Jim Blanchard was elected to Congress from Michigan in 1974. When Michigan lost seats in the 1980 reapportionment, he was redistricted out but ran successfully for governor in 1983. In 1990 he sought a third term. A diffident campaign, his perceived arrogance by many voters, and a feud with then-Detroit Mayor Coleman Young that kept turnout in Detroit severely suppressed all contributed to his narrow loss to John Engler. (He is still reviled by many Michigan Democrats who blame him for opening the door to that devastation wrought on the state by 12 years of John Engler.) In 1992 he was active with the Bill Clinton campaign. He apparently hoped to get a good spot in the administration—supposedly he coveted the job of Secretary of Transportation—but instead he was appointed Ambassador to Canada.
Blanchard is now with the Washington law firm of DLA Piper, where he chairs the firm's Government Affairs practice:
Consistently ranked as one of the nation’s top practices in the field of government affairs, DLA Piper’s attorneys and other professionals are active in federal and state legislative affairs, regulatory issues, government contracts, international trade, e-commerce and privacy, communications, anti-trust and trade regulation, energy, environment, financial services and a wide range of other issues before the federal government, state governments and internationally.

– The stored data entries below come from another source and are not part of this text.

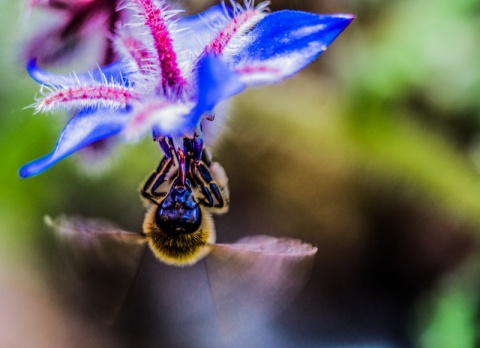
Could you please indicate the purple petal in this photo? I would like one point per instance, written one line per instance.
(284, 42)
(83, 129)
(115, 72)
(216, 82)
(203, 27)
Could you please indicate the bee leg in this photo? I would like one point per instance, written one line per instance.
(215, 197)
(158, 177)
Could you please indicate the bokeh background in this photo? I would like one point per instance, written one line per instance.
(372, 154)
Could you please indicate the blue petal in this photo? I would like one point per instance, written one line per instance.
(286, 41)
(115, 72)
(86, 127)
(216, 82)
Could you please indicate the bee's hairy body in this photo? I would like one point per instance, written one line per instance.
(183, 194)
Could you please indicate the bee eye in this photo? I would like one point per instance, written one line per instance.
(178, 212)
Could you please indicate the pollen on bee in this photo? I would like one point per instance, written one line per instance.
(179, 249)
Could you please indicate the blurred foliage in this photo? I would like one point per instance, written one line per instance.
(372, 154)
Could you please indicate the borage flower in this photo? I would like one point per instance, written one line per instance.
(77, 25)
(173, 72)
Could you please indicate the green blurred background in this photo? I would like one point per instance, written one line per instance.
(372, 154)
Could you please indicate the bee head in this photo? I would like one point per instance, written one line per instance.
(179, 230)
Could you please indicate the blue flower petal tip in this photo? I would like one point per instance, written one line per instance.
(169, 89)
(36, 167)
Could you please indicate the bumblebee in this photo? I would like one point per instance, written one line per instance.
(183, 193)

The firm places a special emphasis on U.S.-Canada relations.
Jim Blanchard has extensive connections with Canadian political, business, legal and media leaders. He would understand Canadian concerns about US threats to renegotiate NAFTA, and as a former governor of Michigan, he would also understand the political fallout in a Democratic primary from being seen as "soft on NAFTA" in a struggling industrial state like Ohio. If the Clinton campaign needed someone to help them reach out to Canadian leadership, few are as well suited to do it as Jim Blanchard. And if the Clinton campaign tried to create a controversy to put Barack Obama on the defensive over NAFTA, Blanchard would be well suited to help with that as well. And while he may not have been involved, someone should ask him if he was, since he has also endorsed Hillary Clinton.
Oh, one other thing. In 2002 Blanchard tried a comeback, and ran for Governor of Michigan. He finished third in the Democratic primary, behind winner Jennifer Granholm and second-place finisher David Bonior. His pollster on that losing campaign? Mark Penn.